In WorkPac v Skene (2018) FCAFC 131, a Full Court of the Federal Court of Australia held that an employee who was working as a casual employee, and who for most intents and purposes was a casual employee and paid as such, was nonetheless entitled to annual leave entitlements despite being paid a casual loading.
On 17 December 2018, amendments to the Fair Work Regulations 2009 (Cth) came into effect which from 18 December 2018 operate to allow a Court to make a declaration that an employee who was characterised as “casual” but who in the eyes of the law was in fact part time or full time, can have casual loadings offset from National Employment Standards entitlements.

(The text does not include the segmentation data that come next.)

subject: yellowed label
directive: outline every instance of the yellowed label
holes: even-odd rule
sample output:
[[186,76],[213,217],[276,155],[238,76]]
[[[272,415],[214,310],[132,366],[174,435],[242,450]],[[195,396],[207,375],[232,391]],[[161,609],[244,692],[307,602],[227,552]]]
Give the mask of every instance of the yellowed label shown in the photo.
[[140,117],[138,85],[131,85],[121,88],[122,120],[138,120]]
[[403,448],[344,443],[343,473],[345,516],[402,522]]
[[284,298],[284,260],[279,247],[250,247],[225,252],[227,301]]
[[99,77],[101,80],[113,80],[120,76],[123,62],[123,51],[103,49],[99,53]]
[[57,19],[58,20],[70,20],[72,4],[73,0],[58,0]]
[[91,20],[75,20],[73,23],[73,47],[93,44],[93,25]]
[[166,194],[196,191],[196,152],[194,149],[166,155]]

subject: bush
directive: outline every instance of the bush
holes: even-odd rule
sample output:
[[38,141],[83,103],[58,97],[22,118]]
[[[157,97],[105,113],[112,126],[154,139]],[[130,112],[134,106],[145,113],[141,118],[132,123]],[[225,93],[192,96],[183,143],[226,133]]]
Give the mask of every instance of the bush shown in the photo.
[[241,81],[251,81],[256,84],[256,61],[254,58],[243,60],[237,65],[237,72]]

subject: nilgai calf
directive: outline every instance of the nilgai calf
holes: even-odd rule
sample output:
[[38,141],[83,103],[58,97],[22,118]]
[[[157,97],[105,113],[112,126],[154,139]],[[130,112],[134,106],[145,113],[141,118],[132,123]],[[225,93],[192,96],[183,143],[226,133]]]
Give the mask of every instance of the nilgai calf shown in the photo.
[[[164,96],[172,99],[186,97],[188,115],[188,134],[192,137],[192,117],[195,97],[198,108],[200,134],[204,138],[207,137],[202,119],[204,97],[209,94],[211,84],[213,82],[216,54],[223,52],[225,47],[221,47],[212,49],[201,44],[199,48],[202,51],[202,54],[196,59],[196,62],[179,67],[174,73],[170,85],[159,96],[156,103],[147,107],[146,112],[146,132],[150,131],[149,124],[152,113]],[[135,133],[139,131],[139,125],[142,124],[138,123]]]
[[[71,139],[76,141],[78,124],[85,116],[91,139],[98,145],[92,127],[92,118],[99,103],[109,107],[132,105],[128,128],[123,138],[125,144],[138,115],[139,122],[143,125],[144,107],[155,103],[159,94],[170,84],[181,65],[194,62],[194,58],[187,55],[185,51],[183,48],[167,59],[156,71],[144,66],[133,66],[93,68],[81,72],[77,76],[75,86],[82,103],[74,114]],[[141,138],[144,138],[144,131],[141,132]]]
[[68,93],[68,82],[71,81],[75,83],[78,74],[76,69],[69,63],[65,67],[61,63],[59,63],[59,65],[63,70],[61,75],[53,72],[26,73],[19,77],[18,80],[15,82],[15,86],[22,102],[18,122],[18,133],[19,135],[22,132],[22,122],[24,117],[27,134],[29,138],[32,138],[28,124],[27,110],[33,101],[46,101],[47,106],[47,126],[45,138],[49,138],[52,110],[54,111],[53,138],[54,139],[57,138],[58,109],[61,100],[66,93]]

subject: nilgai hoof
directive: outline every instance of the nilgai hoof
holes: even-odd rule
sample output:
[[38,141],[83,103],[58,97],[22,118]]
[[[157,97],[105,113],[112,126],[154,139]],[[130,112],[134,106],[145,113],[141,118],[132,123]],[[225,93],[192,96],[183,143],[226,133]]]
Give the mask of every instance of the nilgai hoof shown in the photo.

The new regulation applies where all of the following criteria are met:
- an employee is employed by their employer on a casual basis
- the employee is paid a casual loading that is clearly identifiable as being an amount paid to compensate the person in lieu of entitlements that casual employees are not entitled to under the NES, such as personal or annual leave
- despite being classified by the employer as a casual, the employee is in fact a full-time or part-time employee for some or all of their employment for the purposes of the NES, and
- the employee has made a claim to be paid for one or more of the NES entitlements (that casual employees do not have) that they didn’t receive for all or some of the time that they were incorrectly classified as a casual
It is important to recognize that this statutory offset only applies to NES entitlements, not other entitlements that could be claimed by alleged breach of awards or enterprise agreements, such as shift loadings, overtime, penalty rates etc. Employers will also need to be able to rely on documentary evidence in the form of pay slips or written employment contracts that clearly identify the casual loading component payable.